As we expected, the median projection for Fed Funds shifted forward and the headlines tomorrow are going to read, “Fed Projects Two Hikes in 2023!”  Ummm, no.


Although the FOMC kept rates unchanged, 13 of 18 members believe the Fed will hike twice in 2023.  Six weeks ago, just 7 of these members believed that.  This is a notable change, particularly in such a short amount of time.


Of course, we have no way of knowing if Powell is one of those shifts, or which voting members switched.  In Monday’s newsletter we wrote, “Even if some of the individual dots shift forward slightly and changes the headline to read, Fed forecasts first hike in 2023,” I’m not sure it matters.  Unless Powell gets replaced in February, his dot is the one that matters.  Not all dots are created equal.”


In the chart below, each of the 18 dots is given equal weight.   Do we really believe that Richmond Fed President Thomas Barkin carries the same weight as Powell?  Give me a weighted dot plot, and I’m more likely to believe it.  Or, attach names to the votes so we can weight it ourselves.  In his press conference, Powell even said, “Projections do not represent a committee decision.”

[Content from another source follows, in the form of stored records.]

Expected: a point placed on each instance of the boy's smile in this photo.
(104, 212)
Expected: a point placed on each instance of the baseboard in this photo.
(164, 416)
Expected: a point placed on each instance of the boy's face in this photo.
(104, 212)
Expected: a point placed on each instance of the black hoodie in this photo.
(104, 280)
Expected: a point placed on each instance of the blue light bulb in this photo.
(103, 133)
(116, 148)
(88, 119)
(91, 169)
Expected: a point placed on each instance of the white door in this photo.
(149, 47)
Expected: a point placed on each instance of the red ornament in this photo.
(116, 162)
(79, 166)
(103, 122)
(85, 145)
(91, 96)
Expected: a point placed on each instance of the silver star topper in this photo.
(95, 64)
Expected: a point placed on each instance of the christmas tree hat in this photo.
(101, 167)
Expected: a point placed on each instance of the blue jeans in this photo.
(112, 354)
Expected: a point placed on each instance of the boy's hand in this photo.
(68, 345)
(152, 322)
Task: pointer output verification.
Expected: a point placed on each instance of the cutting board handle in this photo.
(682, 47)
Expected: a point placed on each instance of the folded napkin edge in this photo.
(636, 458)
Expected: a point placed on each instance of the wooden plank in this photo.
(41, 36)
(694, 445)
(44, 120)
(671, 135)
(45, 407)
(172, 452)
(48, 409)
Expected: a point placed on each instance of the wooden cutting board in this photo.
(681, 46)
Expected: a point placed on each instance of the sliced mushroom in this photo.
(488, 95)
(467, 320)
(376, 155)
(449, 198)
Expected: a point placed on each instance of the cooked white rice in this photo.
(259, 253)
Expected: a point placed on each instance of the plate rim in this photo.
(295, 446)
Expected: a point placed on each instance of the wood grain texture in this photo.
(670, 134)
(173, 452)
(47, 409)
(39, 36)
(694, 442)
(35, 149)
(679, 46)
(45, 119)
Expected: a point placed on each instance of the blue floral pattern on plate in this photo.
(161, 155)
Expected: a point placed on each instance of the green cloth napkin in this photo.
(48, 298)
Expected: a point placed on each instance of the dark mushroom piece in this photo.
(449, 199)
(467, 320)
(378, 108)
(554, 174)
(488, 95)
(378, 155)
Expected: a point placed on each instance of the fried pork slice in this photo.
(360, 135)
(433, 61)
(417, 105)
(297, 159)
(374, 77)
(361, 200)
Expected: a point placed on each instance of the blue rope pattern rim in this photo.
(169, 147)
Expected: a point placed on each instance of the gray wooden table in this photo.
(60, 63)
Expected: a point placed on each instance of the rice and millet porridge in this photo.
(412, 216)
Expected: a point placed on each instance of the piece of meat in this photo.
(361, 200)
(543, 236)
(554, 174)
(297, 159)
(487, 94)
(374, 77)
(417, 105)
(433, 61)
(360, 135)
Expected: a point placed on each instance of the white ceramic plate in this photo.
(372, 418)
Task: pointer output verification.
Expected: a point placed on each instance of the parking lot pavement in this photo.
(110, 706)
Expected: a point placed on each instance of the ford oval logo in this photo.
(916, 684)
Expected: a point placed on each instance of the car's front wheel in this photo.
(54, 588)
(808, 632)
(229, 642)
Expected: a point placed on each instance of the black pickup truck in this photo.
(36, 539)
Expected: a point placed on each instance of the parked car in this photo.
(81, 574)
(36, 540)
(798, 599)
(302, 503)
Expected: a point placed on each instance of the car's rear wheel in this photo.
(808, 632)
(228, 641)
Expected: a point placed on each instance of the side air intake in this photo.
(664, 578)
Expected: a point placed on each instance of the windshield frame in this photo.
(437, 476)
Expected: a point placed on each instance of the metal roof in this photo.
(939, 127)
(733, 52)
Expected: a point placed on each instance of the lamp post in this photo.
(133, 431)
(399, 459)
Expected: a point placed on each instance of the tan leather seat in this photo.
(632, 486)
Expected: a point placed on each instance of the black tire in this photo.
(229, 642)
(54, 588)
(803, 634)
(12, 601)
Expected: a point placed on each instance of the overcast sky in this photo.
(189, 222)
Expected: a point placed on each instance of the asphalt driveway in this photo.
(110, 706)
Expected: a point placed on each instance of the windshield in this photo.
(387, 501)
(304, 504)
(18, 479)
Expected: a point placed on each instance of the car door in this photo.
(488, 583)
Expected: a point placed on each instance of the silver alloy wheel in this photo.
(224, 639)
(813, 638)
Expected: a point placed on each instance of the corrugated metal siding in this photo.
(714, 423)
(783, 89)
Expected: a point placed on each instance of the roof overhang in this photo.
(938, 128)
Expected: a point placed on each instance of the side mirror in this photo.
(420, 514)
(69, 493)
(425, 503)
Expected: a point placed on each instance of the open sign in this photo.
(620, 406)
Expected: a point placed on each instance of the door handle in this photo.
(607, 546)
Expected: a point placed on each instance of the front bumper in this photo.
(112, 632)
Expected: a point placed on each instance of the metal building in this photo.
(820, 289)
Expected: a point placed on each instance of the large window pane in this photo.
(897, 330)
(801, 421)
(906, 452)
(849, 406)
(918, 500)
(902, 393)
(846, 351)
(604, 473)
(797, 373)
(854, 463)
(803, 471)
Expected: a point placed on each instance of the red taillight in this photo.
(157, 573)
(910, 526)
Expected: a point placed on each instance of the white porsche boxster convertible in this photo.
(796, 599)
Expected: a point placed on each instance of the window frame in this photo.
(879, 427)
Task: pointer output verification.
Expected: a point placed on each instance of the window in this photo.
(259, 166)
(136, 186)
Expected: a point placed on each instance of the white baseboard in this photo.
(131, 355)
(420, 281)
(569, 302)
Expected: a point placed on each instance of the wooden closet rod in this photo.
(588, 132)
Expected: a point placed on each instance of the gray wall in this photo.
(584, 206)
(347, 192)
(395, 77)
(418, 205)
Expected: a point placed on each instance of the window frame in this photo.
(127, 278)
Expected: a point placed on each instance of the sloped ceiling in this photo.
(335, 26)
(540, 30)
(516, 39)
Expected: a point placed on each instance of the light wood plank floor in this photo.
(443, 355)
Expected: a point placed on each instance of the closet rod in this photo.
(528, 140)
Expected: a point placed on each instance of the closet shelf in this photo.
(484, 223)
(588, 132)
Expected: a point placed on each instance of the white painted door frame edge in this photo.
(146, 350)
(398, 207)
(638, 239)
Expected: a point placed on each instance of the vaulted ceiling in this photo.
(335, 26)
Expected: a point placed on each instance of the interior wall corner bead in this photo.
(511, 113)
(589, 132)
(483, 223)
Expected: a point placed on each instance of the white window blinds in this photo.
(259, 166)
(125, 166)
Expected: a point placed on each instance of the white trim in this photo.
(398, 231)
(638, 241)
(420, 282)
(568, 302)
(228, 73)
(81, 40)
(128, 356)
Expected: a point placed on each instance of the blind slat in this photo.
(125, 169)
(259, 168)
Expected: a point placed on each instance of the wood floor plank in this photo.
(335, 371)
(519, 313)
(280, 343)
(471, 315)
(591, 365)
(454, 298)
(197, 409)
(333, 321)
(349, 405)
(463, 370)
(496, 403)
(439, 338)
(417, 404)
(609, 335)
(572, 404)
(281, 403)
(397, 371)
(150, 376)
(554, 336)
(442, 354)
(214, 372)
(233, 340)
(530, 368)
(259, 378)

Fed officials, like everyone emailing us daily, aren’t immune to the feeling of runaway inflation.  But, if at this time next year, inflation is running 1.5%, does everyone still expect a hike?  Powell addressed this, saying, “There’s a possibility inflation could be quite low going forward.”  And if he’s wrong, he reminded everyone that the Fed will pounce all over persistent inflation.


Most importantly, Powell noted that, “Individual projections and did not have a discussion about whether liftoff in a certain year would be premature.   The dots are not a great forecaster of forward rate moves.  Dots are to be taken with a big grain of salt.”  Zing!  In other words, “The only dot that matters is mine.”


This is as close to a flying Superman punch as you will get from a Fed Chair.


Source: Bloomberg Finance, LP


Don’t forget – the Fed’s new framework for inflation is an average inflation level of 2.0%.  Inflation can run hot this year without the average inflation running above 2.0%.  They aren’t hiking.  Settle down, market.


On tapering, Powell was getting frustrated and just said, “We will taper when the economy experiences substantial further progress.  That’s it.”  Doesn’t sound like someone on the verge of tapering, nor does it sound like someone overly concerned about a taper tantrum.



Consider Buying 2 Year Caps Instead of 3 Year Caps

The market doesn’t care and decided to (over)react.  The belly of the curve got crushed, with 5 year rates up 10bps.


For most of our clients, the biggest near term impact is that caps will be more expensive.  3 Year swaps are up 6bps, a 14% increase.  That will increase cap costs.  When able, you should seriously be examining 2 year caps instead of 3 year caps (read more here).


The 10T is up 0.075% as of this writing, to 1.565%.  But the belly of the curve has experienced the biggest correction.


2T    + 0.035% (0.20%, the highest in a year)

3T    + 0.06%

5T    + 0.10%

10T  + 0.75%


Lastly, Interest on Excess Reserves (IOER) was increased 5bps to make sure Fed Funds wouldn’t go negative.


Bottom line – the market is overreacting to the dot plot.  That doesn’t help you if you’re pricing a cap this week, but I suspect the front end will settle down given enough time.